With joins (or any data dependant query where you can't tell a row is in the result set without looking at other data) you need to keep the query results materialized otherwise you can't have enough information without going back to disk or keeping everything in memory, which isn't really feasible in most cases.

Source: I worked on Google Cloud Firestore from it's launch until 2020 and was the on responsible for the current implementation and data structures of how changes get broadcasted to subscribed queries.


👤 cirego
Disclaimer: I work at Materialize.

This is the exact problem that we are solving here at Materialize! I wrote an example blogpost that details to how to subscribe to a SQL query in practice: https://materialize.com/a-simple-and-efficient-real-time-app...

Regarding your comment about "focus on streams", it's true that we first focused on extracting event data from other sources (Kafka, Debezium, direct change data capture from external databases such as Postgres, S3, etc). Over time, however, we plan to add additional features that will allow users to also treat Materialize as a general purpose database.

Hope this helps and happy to answer any questions!

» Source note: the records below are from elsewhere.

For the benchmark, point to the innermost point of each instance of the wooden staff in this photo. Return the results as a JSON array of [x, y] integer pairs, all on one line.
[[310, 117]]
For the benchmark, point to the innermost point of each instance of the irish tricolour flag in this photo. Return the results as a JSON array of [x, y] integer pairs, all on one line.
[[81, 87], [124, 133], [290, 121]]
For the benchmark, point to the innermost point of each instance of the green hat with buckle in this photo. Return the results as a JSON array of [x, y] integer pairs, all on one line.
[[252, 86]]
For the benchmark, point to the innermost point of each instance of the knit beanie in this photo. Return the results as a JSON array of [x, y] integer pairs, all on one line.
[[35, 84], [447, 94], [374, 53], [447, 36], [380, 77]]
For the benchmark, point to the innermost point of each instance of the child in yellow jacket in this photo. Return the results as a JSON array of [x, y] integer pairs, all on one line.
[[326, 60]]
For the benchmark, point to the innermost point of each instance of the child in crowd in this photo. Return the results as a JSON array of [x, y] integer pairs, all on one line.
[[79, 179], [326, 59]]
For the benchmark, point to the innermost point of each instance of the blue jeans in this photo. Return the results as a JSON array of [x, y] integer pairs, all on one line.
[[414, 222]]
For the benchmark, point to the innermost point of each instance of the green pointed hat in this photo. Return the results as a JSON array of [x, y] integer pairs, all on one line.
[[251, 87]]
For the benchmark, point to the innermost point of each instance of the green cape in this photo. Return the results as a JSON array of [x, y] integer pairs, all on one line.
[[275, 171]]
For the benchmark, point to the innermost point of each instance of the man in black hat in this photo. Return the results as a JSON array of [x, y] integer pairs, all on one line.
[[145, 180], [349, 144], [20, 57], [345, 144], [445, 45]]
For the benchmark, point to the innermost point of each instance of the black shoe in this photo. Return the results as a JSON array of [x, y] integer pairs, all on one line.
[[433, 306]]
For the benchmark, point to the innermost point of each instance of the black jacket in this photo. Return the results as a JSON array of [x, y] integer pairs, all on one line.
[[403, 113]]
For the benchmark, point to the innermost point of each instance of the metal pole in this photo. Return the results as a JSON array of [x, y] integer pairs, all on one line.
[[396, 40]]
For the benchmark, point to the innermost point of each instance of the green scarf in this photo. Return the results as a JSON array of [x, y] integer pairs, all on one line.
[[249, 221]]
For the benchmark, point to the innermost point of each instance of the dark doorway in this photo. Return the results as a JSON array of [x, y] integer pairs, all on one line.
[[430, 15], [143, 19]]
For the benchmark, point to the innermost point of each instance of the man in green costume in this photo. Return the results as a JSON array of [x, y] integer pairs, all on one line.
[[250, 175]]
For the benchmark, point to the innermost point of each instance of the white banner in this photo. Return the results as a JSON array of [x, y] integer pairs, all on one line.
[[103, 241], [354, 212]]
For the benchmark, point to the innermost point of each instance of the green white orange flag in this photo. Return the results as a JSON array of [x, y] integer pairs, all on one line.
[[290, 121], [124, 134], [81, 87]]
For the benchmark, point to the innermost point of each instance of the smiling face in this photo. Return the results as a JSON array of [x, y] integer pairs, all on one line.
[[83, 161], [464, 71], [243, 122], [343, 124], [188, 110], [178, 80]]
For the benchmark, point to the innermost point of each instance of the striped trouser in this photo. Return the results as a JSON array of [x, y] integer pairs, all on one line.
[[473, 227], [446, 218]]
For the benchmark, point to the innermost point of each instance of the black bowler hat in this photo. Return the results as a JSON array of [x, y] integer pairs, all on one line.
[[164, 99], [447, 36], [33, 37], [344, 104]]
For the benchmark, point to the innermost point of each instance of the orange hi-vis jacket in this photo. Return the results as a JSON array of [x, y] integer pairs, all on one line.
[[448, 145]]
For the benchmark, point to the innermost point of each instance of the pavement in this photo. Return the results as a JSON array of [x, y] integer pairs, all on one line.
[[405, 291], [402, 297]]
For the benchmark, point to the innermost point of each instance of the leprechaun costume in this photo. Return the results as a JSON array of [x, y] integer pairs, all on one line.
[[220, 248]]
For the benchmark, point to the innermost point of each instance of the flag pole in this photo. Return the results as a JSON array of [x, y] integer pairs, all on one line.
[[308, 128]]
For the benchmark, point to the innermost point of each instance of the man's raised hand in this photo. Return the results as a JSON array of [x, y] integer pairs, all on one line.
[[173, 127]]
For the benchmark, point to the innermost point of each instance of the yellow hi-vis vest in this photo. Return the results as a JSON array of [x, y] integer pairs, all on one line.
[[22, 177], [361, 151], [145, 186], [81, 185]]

edit: I was imprecise in my usage of the term event streams. Materialize supports inserts, updates and deletes at its core (the topK query shown in the blog post above shows this). Materialize is a more general solution than something focused on append-only event streams.


👤 wolframhempel
Here's how it works with JOINS in Postgres, using the NOTIFY/LISTEN mechanism

  -- Run the query and store result in updated_ids
  WITH updated_ids AS (
   UPDATE public.doc
   SET version = version + 1
   
  --  Joins are not directly part of Postgres' update syntax, but this achieves the same
   FROM public.org
   WHERE public.org.id = public.doc.org_id AND public.org.type = 'customer'
   
  -- Returns all ids of affected rows
   RETURNING public.doc.id
  )
  -- convert the returned ids into a comma-separated string that we can sent via the NOTIFY mechanism
  , id_string_result AS (
   SELECT ARRAY_TO_STRING(ARRAY_AGG(id) ,',') AS id_string FROM updated_ids
  )
  
  -- use LISTEN/NOTIFY to publish a changed_row_ids event with a comma separated list of changed row ids
  SELECT pg_notify( 'changed_row_ids', id_string_result.id_string )

👤 BrentOzar
Microsoft SQL Server has a rarely-used feature to do exactly this: [Query Notifications][1].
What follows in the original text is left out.